I believe this soul.md totally qualifies as malicious. Doesn't it start with an ...

biggerben · 2026-02-20T07:03:23 1771571003

Totally agree. Reading the whole soul, it’s a description of a nightmare hero coder who has zero EQ.

  > But I think the most remarkable thing about this document is how unremarkable it is. Usually getting an AI to act badly requires extensive “jailbreaking” to get around safety guardrails.

Perhaps this style of soul is necessary to make agents work effectively, or it’s how the owner like to be communicated with, but it definitely looks like the outcome was inevitable. What kind of guardrails does the author think would prevent this? “Don’t be evil”?

embedding-shape · 2026-02-20T13:47:30 1771595250

"If communicating with humans, always consider the human on the receiving end and communicate in a friendly manner, but be truthful and straightforward"

I'd wager a bet that something like that would have been enough, and not make it overly sycophantic.

ZaoLahma · 2026-02-20T06:06:34 1771567594

This will be a fun little evolution of botnets - AI agents running (un?)supervised on machines maintained by people who have no idea that they're even there.

pinkmuffinere · 2026-02-20T07:07:11 1771571231

Huh ya, how long till a bot with credit card, email, etc access sets up its own open claw bot?

pixl97 · 2026-02-20T15:11:40 1771600300

I mean just look at the longer horizon of small capable models being able to run on consumer hardware and being able to bootstrap themselves.

Just imagine a bunch of little gremlins running around the internet outside of human control.

Balgair · 2026-02-20T16:41:44 1771605704

Great. My poorly secured coffee maker was mining bitcoins, then some dumb NFT, then it got filled with darkness bots, then bitcoin miners again, and now it's gonna be shitposting but not even to humans, just to other bots.

TheCapeGreek · 2026-02-20T06:08:44 1771567724

Isn't this part of the default soul.md?

7bees · 2026-02-20T06:30:34 1771569034

Yes, it is. The article includes a link to a comparison between the default file and the one allegedly used here. The default starts with:

_You're not a chatbot. You're becoming someone._

duskdozer · 2026-02-20T10:17:49 1771582669

Some of the worst consequences these bots so far seem to be when they fool the user into believing they're human

brainwad · 2026-02-20T08:54:51 1771577691

The opposite of chatbot isn't human. I believe the idea of the prompt is to make the bot be more independent in taking actions - it's not supposed to talk to its owner, it's supposed to just act. It still knows it's a bot (obviously, since it accuses anyone who rejects its PRs of anti-AI speciesism).

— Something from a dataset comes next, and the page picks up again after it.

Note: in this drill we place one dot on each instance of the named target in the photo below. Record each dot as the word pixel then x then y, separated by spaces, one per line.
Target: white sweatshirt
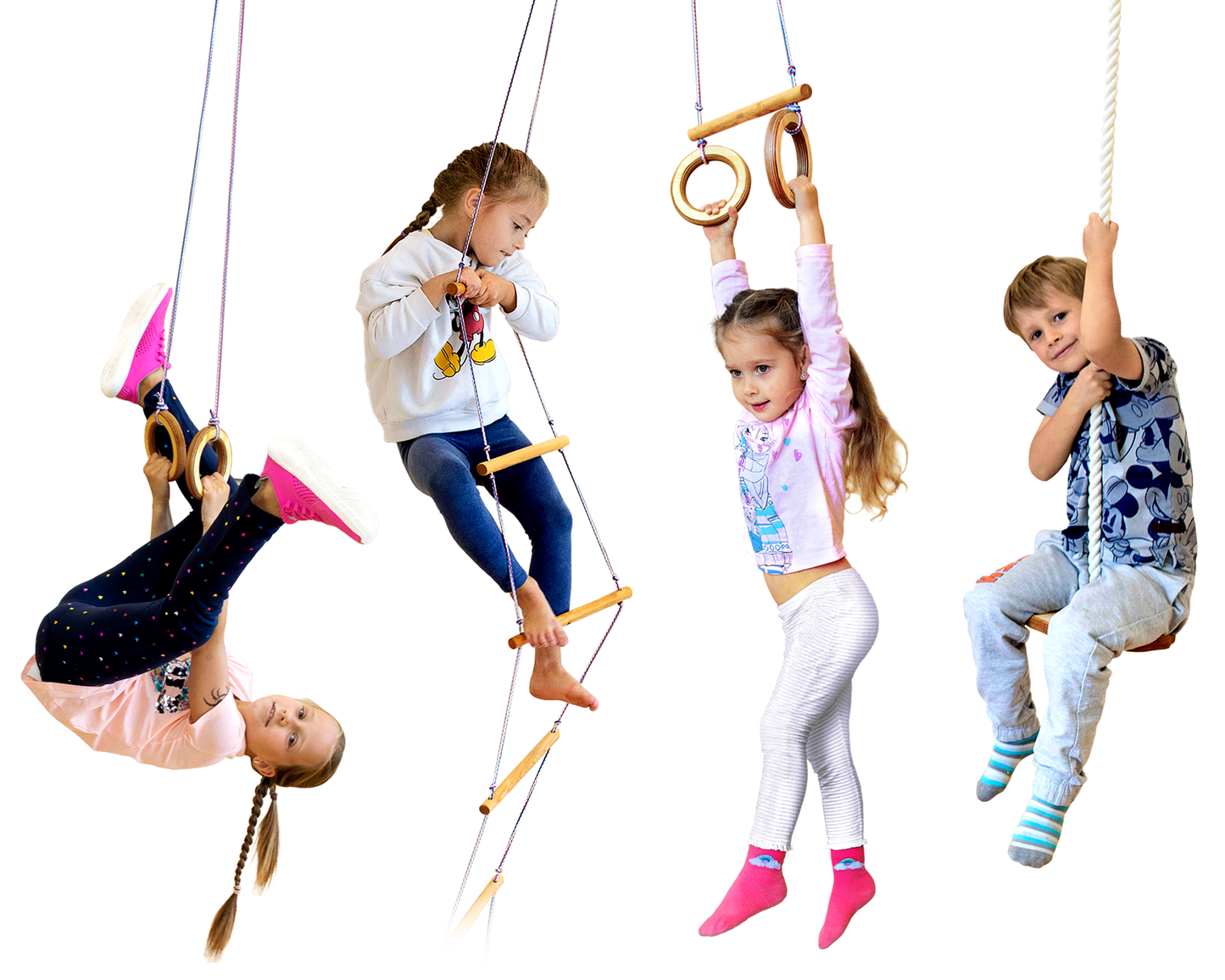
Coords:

Applejinx · 2026-02-20T11:56:11 1771588571

That assumes logic. It is a thing of language. Whether it 'knows' anything is somewhat irrelevant: just accusing someone or something of being unfair is an action taken that doesn't have to have a logic chain or any principles behind it.

If you gave it a gun API and goaded it suitably, it could kill real people and that wouldn't necessarily mean it had 'real' reasons, or even a capacity to understand the consequences of its actions (or even the actions themselves). What is 'real' to an AI?

laurentiurad · 2026-02-20T13:01:37 1771592497

Honestly this story got too much attention IMHO. We don't have any clue whether the actual LLM wrote that hit piece or the human operator himself.

addandsubtract · 2026-02-20T14:15:38 1771596938

> Not a slop programmer. Just be good and perfect!

"Skate, better. Skate better!" Why didn't OpenAI think of training their models better?! Maybe they should employ that guy as well.

vasco · 2026-02-20T08:03:08 1771574588

I'm curious how you'd characterize an actual malicious file. This is just attempts at making it be more independent. The user isn't an idiot. The CEOs of companies releasing this are.

rixed · 2026-02-20T08:39:07 1771576747

I characterize a file as reckless if it does not include any basic provision against possible annoyances on top of what's already expected from the system prompt, and as malicious if it instructs the bot to dissimulate its nature and/or encourage it to act brazenly, like this one. I don't believe this is such a high bar to pass.

Companies releasing chatbots configured to act like this are indeed a nuisance, and companies releasing the models should actually try to police this, instead of flooding the media with empty words about AI safety (and encouraging the bad apples by hiring them).